Menurutnya, seseorang yang telah disangkakan melakukan suatu tindak pidana bahkan telah ditetapkan sebagai tersangka sebagaimana tersangka MSA dalam perkara tersebut, dapat saja merasa dirinya sebagai korban fitnah dari pihak pelapor maupun korban tindak pidana tersebut.
Namun demikian, sambung Mia, tudingan balik mengenai perbuatan fitnah tersebut tidak dapat terpisah dari proses hukum.
Syarat agar suatu tuduhan dapat dianggap sebagai fitnah karena dianggap tidak berdasar (tanpa alat bukti), maka perbuatan fitnah tersebut harus memenuhi unsur Pasal 311 ayat (1) Kitab Undang-undang Hukum Pidana (KUHP) yang berbunyi:
“Barangsiapa melakukan kejahatan menista atau menista dengan tulisan, dalam hal ia diizinkan untuk membuktikan dan jika tuduhan itu dilakukannya sedang diketahuinya tidak benar, dihukum karena salah memfitnah dengan hukuman penjara selama-lamanya empat tahun."

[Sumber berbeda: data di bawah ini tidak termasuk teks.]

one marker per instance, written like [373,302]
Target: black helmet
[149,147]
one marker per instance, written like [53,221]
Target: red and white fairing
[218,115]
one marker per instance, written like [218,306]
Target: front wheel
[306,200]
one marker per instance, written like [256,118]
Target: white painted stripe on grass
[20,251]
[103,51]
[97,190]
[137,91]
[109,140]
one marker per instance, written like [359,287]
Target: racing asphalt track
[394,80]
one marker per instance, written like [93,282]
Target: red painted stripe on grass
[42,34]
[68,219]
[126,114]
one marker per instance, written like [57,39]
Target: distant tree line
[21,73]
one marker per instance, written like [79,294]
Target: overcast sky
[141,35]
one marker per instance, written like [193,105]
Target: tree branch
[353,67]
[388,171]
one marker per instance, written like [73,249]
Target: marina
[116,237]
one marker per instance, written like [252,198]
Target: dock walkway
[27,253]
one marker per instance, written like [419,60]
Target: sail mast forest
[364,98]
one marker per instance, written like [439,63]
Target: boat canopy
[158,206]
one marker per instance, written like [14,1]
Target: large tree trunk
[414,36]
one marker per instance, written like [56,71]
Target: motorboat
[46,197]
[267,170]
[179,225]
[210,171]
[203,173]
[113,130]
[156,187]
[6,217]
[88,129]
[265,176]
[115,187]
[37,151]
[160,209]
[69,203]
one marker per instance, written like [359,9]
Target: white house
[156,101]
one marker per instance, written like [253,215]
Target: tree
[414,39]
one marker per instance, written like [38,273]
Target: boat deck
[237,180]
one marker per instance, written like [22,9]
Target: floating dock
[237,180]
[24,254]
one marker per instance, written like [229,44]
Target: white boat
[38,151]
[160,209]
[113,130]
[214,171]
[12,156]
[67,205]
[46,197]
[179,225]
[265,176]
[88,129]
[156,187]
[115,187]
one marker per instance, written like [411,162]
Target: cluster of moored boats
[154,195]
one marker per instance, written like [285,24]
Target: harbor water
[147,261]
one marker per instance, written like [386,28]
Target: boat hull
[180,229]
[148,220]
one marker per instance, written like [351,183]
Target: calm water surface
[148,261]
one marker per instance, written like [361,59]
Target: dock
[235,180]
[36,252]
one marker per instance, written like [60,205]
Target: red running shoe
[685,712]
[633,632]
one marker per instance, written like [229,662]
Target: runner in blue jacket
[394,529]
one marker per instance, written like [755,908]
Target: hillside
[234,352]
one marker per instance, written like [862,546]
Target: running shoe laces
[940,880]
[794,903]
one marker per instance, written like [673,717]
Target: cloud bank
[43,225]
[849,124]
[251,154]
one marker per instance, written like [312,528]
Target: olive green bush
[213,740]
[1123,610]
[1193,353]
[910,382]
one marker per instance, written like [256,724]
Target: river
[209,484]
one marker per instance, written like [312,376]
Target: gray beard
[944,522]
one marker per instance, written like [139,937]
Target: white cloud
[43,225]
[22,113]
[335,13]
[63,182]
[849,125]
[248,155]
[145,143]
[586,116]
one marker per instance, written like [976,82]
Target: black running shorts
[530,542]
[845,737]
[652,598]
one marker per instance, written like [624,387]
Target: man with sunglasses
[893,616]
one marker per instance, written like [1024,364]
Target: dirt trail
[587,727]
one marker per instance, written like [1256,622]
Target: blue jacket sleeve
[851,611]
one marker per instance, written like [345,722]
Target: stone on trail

Dengan demikian, lanjut Mia, unsur-unsur pidana dalam Pasal 311 ayat (1) KUHP adalah:
1. Seseorang,
2. Menista orang lain secara lisan maupun tulisan;
3. Orang yang menuduh tidak dapat membuktikan tuduhannya dan jika tuduhan tersebut diketahuinya tidak benar.
Baca Juga: 2.740 Gedung di Surabaya Terancam Disegel Pemkot, lantaran Tidak Miliki SLF
"Dengan demikian apakah tersangka merupakan korban fitnah atau tidak, apakah pelapor atau korban telah melakukan tindak pidana fitnah atau tidak," papar Mia, Rabu 6 Juli 2022.
Untuk itu, sambung Mia, maka proses hukumlah yang dapat membuktikannya.